Once we entered this Private Wave in 1985, we have entered the Crisis in Democracy where career politicians are the hallmark of how empires, nations, and city-states come to a dramatic end. I wrote about this trend back in 1985 and 1987.

With each passing day, we read about another pension crisis in some municipal government or system. Now across the UK teacher/lectures began a month of student disruptions over the proposed changes in their pensions plans. The strikes have even produced refund claims by students over missing tuition time. This is the collapse not of Capitalism, but Socialism as all the promised benefits cannot be provided.

The pension system has a £6bn deficit and thus there is no choice but to cut. Some 61 universities are being affected with many teachers/lecturers simply walking-out leaving the students with no education. The teachers/lecturers voted to strike and now it has gone on for some two weeks. The assumed they would strike and the money would fall from heaven. That has not been the case.

Individually, universities pay into a pool called the Universities Superannuation Scheme. That fund is then managed by a professional Fund Management team that produces a return annually. The investment returns, future contributions, and management costs should then be calculated and projections given at every management meeting between the two (Fund Managers and the administrators of the USS).

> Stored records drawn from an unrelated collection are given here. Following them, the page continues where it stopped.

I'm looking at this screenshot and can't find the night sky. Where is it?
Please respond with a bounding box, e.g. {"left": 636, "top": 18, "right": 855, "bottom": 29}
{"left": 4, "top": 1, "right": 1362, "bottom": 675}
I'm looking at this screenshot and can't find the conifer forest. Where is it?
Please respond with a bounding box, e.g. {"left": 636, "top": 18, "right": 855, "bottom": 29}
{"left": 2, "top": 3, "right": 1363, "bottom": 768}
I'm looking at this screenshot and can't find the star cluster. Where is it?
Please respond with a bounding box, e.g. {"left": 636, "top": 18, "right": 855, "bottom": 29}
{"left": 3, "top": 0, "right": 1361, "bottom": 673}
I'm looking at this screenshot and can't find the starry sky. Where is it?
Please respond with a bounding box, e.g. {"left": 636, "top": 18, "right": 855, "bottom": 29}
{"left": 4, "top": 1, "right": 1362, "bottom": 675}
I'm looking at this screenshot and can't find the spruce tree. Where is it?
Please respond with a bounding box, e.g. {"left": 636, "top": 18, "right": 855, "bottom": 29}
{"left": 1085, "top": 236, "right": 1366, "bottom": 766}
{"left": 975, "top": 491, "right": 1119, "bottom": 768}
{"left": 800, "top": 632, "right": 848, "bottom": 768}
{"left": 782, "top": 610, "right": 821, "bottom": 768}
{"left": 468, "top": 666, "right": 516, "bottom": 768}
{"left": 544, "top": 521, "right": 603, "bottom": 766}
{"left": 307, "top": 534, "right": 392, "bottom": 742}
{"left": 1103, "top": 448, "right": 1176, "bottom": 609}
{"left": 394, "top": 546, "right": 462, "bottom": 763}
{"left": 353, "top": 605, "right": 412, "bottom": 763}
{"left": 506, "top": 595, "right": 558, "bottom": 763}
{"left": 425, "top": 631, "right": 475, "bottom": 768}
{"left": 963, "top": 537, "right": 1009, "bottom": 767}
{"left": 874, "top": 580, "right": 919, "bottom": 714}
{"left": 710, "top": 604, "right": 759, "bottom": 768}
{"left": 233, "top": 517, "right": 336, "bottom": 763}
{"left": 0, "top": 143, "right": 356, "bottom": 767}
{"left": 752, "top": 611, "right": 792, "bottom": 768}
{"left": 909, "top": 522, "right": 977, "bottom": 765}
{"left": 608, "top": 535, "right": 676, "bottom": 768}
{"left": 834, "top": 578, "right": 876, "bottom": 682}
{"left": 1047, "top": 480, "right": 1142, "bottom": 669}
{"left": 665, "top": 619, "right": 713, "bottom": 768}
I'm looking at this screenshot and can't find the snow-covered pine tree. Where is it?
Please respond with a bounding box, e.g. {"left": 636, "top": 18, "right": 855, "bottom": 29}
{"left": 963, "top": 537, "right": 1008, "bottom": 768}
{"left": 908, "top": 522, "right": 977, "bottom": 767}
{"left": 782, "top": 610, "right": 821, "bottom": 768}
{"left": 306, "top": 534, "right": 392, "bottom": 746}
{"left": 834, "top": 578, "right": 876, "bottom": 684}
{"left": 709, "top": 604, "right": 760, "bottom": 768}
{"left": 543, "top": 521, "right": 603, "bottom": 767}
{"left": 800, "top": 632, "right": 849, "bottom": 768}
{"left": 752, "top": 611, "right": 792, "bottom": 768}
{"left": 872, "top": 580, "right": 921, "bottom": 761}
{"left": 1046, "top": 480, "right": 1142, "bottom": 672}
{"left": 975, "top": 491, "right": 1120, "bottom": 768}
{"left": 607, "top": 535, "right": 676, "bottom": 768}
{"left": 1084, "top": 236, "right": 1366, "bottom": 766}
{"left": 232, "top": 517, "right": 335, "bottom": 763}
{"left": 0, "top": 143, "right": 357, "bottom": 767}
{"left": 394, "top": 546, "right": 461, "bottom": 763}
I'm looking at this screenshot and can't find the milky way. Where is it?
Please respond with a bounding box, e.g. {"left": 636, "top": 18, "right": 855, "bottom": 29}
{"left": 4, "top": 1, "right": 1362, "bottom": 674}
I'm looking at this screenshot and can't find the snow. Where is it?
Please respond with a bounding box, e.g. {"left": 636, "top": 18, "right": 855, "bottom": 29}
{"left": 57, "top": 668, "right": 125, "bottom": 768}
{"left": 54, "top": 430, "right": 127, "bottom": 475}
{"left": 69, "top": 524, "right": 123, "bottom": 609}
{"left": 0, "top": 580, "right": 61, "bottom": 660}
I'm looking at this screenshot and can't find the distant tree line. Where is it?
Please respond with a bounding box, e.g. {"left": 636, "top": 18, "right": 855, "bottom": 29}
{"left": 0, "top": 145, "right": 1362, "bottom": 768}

I have written many times how the central banks were setting the stage for the next crisis. In truth, with low-interest rates and pensions being invested “conservatively” into bonds, the warnings have been discussed many times in the past but everyone has assumed it would get better. They never counted on the European Central Bank keeping the rate low to negative for almost 10 years.

I have continually warned that the policies of low-interest rates would be the next crisis that destroys the pension system unleashing civil unrest on a scale not witnessed since the various revolutions of USA, France, and England. I have warned that this is the Paradox of Solution whereby every solution to cure the immediate crisis merely create the very next crisis.

Sure, everyone can blame the fund manager. However, that is like blaming the weather-person on TV because it rained. Returns have been exceptionally low because of the Quantitative Easing (QE) undertaken by central banks after the 2008 financial crisis. In this instant case, surely the fund management company would have taken action long before now to head off a default of the British teacher pensions. Had they simply invested in stock markets they would have been far better off, but the screams since 2009 that the market is always at some record new high kept many fund managers away from equities and buying bonds.

Investing in bonds has created a major crisis in pensions worldwide bringing down the entire socialist agenda. Many governments have even ordered that pension funds must be invested in government bonds varying between 70% and 100% thereby ensuring we have a Pension Crisis to face.